When the Board votes in a month (Feb. 25) to place the measure on the June primary ballot, unlike last summer, not a whisper of a dissenting vote is expected.

The next 30 days will be devoted to informing and consulting with community membgers.

As anticipated, support for the back-to-life bond measure is overwhelming everywhere except at Holy Cross Cemetery and Hillside.

Mr. Goodwin, of Goodwin-Simon Strategic Research, trotted out a brimming wheelbarrow of exclamatory reactions to his extensive research that just concluded last Sunday morning.

Seventy-four percent said yes, 18 percent said no, and 9 percent asked for a few more years to decide. Fifty-five percent is required for passage. Seventy-two percent in the 18-34 age group gave their backing as did 75 percent of parents, 67 percent of homeowners, 73 percent of renters and 65 percent of non-parents.

With expiration of the present parcel tax looming, Mr. Goodwin counseled the School Board to run them separately – placing the bond measure on the June primary ballot and the parcel tax in November, unless the bond measure fails in June. Then, it probably would be brought back for a re-run in November.

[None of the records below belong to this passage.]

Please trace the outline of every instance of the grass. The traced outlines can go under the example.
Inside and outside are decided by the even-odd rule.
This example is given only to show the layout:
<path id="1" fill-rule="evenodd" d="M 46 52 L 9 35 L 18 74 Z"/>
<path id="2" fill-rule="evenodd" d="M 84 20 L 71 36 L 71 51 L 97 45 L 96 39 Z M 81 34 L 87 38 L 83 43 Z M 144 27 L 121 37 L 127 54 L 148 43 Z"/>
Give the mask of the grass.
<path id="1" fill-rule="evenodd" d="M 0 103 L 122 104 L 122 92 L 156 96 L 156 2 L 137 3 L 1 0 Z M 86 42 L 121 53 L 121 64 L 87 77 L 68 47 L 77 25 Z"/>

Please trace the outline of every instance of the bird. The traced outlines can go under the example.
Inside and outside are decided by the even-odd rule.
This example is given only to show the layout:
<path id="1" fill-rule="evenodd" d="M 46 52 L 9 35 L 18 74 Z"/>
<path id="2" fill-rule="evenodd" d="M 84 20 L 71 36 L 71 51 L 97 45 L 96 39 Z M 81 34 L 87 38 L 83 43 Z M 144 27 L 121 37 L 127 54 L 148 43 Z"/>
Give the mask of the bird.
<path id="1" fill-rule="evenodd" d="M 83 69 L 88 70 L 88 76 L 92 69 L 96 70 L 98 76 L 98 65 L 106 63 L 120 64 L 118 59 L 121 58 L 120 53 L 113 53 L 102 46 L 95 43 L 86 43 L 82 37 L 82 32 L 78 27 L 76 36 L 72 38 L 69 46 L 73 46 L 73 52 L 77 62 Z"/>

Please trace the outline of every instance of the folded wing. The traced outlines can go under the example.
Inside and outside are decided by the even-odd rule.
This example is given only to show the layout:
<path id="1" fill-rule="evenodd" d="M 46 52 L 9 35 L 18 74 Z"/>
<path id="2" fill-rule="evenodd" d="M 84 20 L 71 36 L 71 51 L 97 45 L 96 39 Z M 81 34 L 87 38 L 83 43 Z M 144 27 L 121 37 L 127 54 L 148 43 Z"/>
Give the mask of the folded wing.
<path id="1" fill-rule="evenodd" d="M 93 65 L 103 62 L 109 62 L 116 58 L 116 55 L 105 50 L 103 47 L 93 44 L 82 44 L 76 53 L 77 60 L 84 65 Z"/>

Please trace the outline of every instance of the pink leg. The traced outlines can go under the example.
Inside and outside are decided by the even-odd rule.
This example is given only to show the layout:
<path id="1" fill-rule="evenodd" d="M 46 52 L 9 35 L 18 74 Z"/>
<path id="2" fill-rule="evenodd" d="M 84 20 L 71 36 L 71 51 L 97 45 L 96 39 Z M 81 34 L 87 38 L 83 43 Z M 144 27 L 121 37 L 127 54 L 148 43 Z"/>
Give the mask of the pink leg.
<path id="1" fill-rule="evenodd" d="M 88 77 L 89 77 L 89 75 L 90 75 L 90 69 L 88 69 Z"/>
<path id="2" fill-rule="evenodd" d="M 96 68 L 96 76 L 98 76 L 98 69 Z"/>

The survey was broken down so finely that pollsters almost isolated those with and without first-rate winter tans on how they feel about the bond measure. Predictably, both were enthusiastic.

“I have done between 50 and 70 bond measure surveys for school districts,” Mr. Goodwin. “It is rare to see this level of enthusiasm. As a Culver City resident for the last 28 years, I am proud to say that.”